Svizzera: l’uso pubblico di simboli che si riferiscono al nazismo deve rimanere permesso, poiché rientra nella libertà di espressione

No al divieto assoluto dell’uso pubblico di simboli nazisti

SVIZZERA  Per il governo, il semplice fatto di manifestare pubblicamente simpatia per un’ideologia discriminatoria o di farvi riferimento, anche in maniera cinica, non costituisce ancora un atto di propaganda e quindi vietarli andrebbe contro la libertà di espressione

Benché possa disturbare, l’uso pubblico di simboli che si riferiscono al nazismo deve rimanere permesso, poiché rientra nella libertà di espressione. È quanto pensa il Consiglio federale che invita il plenum a respingere una mozione che propone di vietare tutta la simbologia nazista, anche nel mondo digitale.

Con la sua mozione, Marianne Binder (Centro/AG) chiede una base legale a sé stante che vieti e punisca l’utilizzo in pubblico, nel mondo reale e in quello digitale, di simboli noti del nazionalsocialismo, in particolare gesti, parole, forme di saluto, emblemi e bandiere, nonché oggetti che rappresentano o contengono tali simboli quali scritti, registrazioni sonore o video oppure raffigurazioni. Secondo la consigliera nazionale, una norma penale riferita unicamente all’Olocausto è giustificata poiché la storiografia ha estesamente descritto il nazionalsocialismo come crimine contro l’umanità unico nel suo genere. In tempi di crescenti manifestazioni di antisemitismo è inoltre chiara ed evidente la necessità di un intervento per vietare le relativizzazioni pubbliche di questo crimine.

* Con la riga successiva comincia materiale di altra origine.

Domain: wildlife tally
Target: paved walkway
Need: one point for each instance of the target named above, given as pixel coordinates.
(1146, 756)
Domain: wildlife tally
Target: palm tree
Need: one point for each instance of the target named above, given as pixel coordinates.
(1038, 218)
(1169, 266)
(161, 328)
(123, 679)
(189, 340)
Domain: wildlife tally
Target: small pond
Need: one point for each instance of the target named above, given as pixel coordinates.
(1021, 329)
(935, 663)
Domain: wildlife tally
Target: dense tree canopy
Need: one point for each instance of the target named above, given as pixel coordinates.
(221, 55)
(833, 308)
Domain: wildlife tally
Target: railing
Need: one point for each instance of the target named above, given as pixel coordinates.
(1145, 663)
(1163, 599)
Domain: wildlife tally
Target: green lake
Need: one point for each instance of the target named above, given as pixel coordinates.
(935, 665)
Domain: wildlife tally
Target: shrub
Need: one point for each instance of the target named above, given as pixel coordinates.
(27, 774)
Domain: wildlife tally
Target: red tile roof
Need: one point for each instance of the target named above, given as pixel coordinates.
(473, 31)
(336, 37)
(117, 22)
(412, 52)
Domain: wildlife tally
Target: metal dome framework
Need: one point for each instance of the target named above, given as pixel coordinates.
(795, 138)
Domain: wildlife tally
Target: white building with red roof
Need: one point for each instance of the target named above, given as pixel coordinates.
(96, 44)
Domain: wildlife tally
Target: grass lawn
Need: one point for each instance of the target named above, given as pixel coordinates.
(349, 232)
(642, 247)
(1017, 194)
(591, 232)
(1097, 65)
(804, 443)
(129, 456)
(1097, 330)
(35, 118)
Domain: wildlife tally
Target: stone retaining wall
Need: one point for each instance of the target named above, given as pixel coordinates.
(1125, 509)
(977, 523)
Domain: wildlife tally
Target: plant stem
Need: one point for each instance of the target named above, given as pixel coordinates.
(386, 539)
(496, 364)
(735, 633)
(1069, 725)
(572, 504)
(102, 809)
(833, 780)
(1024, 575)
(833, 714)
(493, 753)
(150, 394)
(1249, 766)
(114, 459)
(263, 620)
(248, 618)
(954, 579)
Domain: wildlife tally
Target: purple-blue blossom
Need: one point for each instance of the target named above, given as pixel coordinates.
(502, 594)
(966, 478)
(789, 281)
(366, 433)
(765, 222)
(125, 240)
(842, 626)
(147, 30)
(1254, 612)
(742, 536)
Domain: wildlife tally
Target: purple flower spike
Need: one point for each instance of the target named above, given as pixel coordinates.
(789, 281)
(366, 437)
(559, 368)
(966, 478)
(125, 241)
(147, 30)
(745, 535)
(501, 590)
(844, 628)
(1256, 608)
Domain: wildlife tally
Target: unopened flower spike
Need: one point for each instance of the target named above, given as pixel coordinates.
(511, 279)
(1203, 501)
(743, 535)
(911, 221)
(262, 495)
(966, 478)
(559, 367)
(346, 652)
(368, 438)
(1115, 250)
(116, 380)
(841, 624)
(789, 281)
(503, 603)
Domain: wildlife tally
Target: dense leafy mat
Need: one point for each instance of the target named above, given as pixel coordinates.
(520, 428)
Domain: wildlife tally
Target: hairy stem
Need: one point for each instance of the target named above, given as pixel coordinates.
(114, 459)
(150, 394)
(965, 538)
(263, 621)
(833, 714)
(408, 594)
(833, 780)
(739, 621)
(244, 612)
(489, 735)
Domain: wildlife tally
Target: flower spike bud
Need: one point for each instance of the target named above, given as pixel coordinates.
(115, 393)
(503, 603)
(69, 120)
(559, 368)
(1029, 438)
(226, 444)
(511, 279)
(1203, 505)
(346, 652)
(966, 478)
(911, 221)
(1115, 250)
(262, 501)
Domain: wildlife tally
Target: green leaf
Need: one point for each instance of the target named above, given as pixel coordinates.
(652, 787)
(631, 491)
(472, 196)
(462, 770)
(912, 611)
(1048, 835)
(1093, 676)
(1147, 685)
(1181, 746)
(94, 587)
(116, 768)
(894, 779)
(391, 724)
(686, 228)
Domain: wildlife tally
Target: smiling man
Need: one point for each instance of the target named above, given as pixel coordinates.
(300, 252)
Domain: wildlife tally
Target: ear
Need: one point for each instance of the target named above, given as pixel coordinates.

Nella sua risposta il governo ricorda che non è la prima volta che viene confrontato con una simile richiesta, ma che finora sia il governo che il parlamento hanno preferito soprassedere. È vero che la norma penale antirazzismo punisce chiunque propaghi pubblicamente un’ideologia intesa a discreditare o calunniare sistematicamente persone per la loro razza, etnia, religione o per il loro orientamento sessuale, tuttavia sono le circostanze concrete a determinare se si tratta di un atto di propaganda.

Per il governo, il semplice fatto di manifestare pubblicamente simpatia per un’ideologia discriminatoria o di farvi riferimento, anche in maniera cinica, non costituisce ancora un atto di propaganda. L’autore deve inoltre voler influenzare terzi e farli aderire a questa ideologia. Se lo fa, si rende punibile secondo il diritto vigente.

Per il Consiglio federale, mettere in mostra e strumentalizzare simboli del nazionalsocialismo può essere scioccante e gravoso, soprattutto per le vittime e i loro famigliari e discendenti; ciononostante l’utilizzo pubblico di simboli razzisti senza scopi propagandistici viola soltanto indirettamente la dignità umana e la pace pubblica.

È vero che la libertà di espressione non vale in maniera assoluta, ma stando alla giurisprudenza del Tribunale federale occorre tuttavia accettare che possano essere espresse anche opinioni disturbanti, seppur intollerabili per la maggioranza, conclude il Consiglio federale.